I pressed myself against the wall beside the doorframe, my heart hammering so hard I was certain they'd hear it. The door stood slightly ajar—careless, or perhaps they felt so secure in their deception that caution no longer mattered.
"God, I thought she'd never take those pills," Nala's voice, honeyed with satisfaction. "Did you see Henderson's face? I think even she felt a little guilty."
Maverick's low chuckle made my stomach turn. "Henderson does what she's paid to do. Though I admit, the wedding interruption was your masterpiece. That lingerie touch—brilliant."
"I couldn't resist." There was a rustling sound, fabric shifting. Through the crack, I could see Nala perched on Maverick's lap in his leather desk chair, her arms draped around his neck. He toyed with a strand of her hair, his expression more relaxed than I'd ever seen it. "She looked so devastated. Like a little lost puppy."
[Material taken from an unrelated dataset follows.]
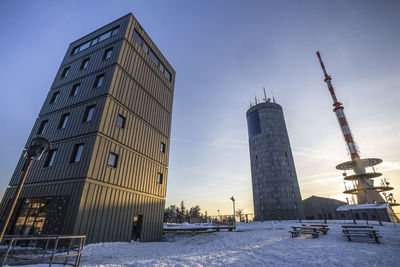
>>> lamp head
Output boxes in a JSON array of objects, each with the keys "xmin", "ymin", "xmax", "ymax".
[{"xmin": 26, "ymin": 137, "xmax": 50, "ymax": 159}]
"She served her purpose perfectly," Maverick said, his hand sliding possessively around Nala's waist. "Three years of playing the devoted fiancée, the perfect shield for us. Even Barrett grew attached to her, which made the whole charade more convincing."
My hand flew to my mouth, stifling a sound that threatened to escape. Barrett. That sweet, damaged little boy who'd clung to me, who'd called me 'almost-mama' when he thought no one was listening.
"And now?" Nala traced a finger along Maverick's jaw. "What do we do with our little problem?"
"Once we figure out how to dispose of the situation cleanly, we can finally stop pretending." He caught her hand and kissed her palm. "No more sneaking around. No more playing house with someone so beneath us."
"Beneath us," Nala repeated with a laugh. "You really did save her from that auction just to use her, didn't you? All that press coverage, the hero narrative—it was perfect."
"The timing couldn't have been better. I needed someone grateful, someone who'd never question the arrangement. Someone from nowhere, with no family to interfere." His voice held the casual detachment of discussing a business transaction. "She believed every word. Every gesture. God, it was almost too easy."
The hallway tilted beneath my feet. My vision blurred with tears I refused to let fall—not yet, not where they might hear.
Three years. Every tender moment, every whispered promise, every time he'd held me through nightmares about Tony and sworn I was safe now—all of it, scripted. Rehearsed. A performance worthy of the proposal that had made headlines across Manhattan.
I'd been so desperate to believe in rescue, in love, in second chances, that I'd never looked for the strings attached to my savior's hands.
"What about the baby?" Nala's voice turned sharp. "That could have complicated things."
"Handled." Maverick's tone was dismissive, as if discussing the weather. "An unfortunate complication that needed resolving. Can't have loose ends when we're finally ready to go public."
The casual cruelty of those words—our child reduced to a 'complication,' a 'loose end' to be eliminated—shattered something fundamental inside me. The last fragile piece of the woman who'd believed in fairy tales finally, irreversibly broke.
I stepped back from the door on silent feet, my body moving on autopilot while my mind struggled to process the magnitude of the betrayal. The marble floor was cold beneath my bare feet. When had I stopped wearing shoes? When had I stopped being a person and become a prop in someone else's elaborate lie?
But I'd heard enough. More than enough.
The truth was a knife in my chest, and I was bleeding out in a hallway lined with expensive art and fresh flowers—beautiful things that meant nothing, just like everything else in this house.
I had to get out. I had to—
But first, I needed to look him in the eye. I needed him to know that I knew.